In [1]:
import torch
import torch.nn as nn
import numpy as np
from torch.utils.data import Dataset, DataLoader
from collections import Counter
import random

# 1. 数据准备
def load_poems(file_path):
    with open(file_path, 'r', encoding='utf-8') as f:
        poems = [line.strip() for line in f.readlines() if len(line.strip()) > 0]
    return poems

# 2. 数据预处理
def build_vocab(poems):
    all_chars = [char for poem in poems for char in poem]
    counter = Counter(all_chars)
    char_freq = sorted(counter.items(), key=lambda x: -x[1])
    chars = [char for char, freq in char_freq]
    char_to_idx = {char: idx for idx, char in enumerate(chars)}
    idx_to_char = {idx: char for idx, char in enumerate(chars)}
    return char_to_idx, idx_to_char, len(chars)

def poem_to_indices(poem, char_to_idx):
    return [char_to_idx[char] for char in poem]

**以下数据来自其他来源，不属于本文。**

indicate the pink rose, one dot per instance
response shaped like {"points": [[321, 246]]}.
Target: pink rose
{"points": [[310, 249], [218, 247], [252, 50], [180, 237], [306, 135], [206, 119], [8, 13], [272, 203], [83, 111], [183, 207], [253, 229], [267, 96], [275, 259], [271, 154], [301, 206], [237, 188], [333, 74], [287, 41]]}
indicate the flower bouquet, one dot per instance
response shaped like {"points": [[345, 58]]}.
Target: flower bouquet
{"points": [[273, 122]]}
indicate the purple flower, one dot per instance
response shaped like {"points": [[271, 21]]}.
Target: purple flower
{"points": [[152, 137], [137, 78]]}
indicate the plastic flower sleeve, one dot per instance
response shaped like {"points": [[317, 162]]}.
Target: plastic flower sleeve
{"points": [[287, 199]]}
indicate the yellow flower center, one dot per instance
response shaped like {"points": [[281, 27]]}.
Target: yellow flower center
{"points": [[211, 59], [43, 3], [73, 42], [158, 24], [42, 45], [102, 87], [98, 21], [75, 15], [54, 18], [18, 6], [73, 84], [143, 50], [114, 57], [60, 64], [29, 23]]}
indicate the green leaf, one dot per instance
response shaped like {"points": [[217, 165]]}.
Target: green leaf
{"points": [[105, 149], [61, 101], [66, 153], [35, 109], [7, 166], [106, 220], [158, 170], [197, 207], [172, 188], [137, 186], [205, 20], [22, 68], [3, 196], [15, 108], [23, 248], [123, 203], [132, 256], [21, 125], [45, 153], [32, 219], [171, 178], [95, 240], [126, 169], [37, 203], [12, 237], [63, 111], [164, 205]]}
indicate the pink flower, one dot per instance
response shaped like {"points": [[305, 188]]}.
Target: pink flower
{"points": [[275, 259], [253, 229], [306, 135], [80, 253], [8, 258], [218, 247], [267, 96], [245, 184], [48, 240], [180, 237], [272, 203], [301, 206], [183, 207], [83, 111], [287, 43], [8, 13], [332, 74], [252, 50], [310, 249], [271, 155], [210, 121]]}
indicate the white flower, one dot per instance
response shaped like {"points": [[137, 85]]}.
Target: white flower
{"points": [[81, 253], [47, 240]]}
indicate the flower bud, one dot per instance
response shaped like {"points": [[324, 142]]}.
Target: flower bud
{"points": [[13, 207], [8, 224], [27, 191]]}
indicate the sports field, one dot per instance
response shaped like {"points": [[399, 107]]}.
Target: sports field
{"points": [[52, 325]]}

def create_dataset(poems, char_to_idx, seq_length=50):
    inputs = []
    targets = []
    for poem in poems:
        indices = poem_to_indices(poem, char_to_idx)
        for i in range(0, len(indices) - seq_length):
            inputs.append(indices[i:i+seq_length])
            targets.append(indices[i+1:i+seq_length+1])
    return np.array(inputs), np.array(targets)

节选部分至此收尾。